PricewaterhouseCoopers Canada removed its COVID-19 protocols in April, shortly after provincial governments lifted vaccine mandates. As workers return to the office, the company said it will have floors for mask-wearers and floors for people who are comfortable without them.
Deloitte, the fourth of Canada’s Big Four accounting firms, lifted its vaccine policy in March.
The Big Four employ more than 30,000 Canadians, offering consulting and auditing services to a range of businesses across the country.
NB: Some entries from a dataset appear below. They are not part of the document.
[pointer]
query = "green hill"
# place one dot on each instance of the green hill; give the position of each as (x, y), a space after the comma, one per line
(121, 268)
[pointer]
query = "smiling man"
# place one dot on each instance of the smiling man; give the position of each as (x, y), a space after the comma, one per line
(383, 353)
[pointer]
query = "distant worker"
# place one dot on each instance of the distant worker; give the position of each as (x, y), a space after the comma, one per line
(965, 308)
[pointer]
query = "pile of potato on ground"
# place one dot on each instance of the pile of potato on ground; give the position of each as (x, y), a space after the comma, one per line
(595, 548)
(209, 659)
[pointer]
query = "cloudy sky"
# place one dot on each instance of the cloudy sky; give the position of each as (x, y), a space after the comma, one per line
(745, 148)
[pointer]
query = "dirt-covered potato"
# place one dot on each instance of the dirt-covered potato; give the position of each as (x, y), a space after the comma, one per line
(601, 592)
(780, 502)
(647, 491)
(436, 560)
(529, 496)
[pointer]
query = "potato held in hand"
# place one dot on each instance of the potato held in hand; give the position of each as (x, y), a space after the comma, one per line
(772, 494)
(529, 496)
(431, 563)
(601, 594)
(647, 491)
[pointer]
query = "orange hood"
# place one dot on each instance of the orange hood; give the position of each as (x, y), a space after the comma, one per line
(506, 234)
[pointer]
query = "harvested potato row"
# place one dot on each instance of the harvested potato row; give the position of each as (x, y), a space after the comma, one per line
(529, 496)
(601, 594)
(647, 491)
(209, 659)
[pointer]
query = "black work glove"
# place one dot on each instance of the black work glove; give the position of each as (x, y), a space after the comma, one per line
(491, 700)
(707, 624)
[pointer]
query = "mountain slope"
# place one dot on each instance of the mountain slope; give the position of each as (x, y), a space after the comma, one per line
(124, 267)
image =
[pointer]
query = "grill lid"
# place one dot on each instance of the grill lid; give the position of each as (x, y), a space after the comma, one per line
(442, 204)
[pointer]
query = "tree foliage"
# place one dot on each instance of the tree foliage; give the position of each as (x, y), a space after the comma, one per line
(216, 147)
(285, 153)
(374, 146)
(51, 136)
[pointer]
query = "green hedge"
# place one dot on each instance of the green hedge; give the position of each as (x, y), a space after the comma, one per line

While most of that work can be done remotely, the companies pursued mandatory vaccinations for staff in part to help staff meet face-to-face with clients back in 2021.
Some businesses have been reluctant to lift vaccine requirements in case of another wave of infections, but private companies will have a harder time justifying those mandates as COVID-19 cases drop, said Howard Levitt, a partner and employment lawyer with Levitt Sheikh.
With the easing of government-issued restrictions, private companies are finding it difficult to hold employees to a higher standard than what is required in public life.
“Many businesses with these policies put workers on unpaid leaves because they weren’t vaccinated. And, at the time, those employers could argue that it was the right decision in light of the public health crisis. But that case isn’t as strong as it was a few months ago,” said Levitt.
All of Canada’s Big Five banks dropped their vaccination policies in April and May.
Over the weekend, Ontario lifted most of the remaining mask mandates in the province, including on public transit.
The province also reported its lowest COVID-19 test positivity rate in six months last week.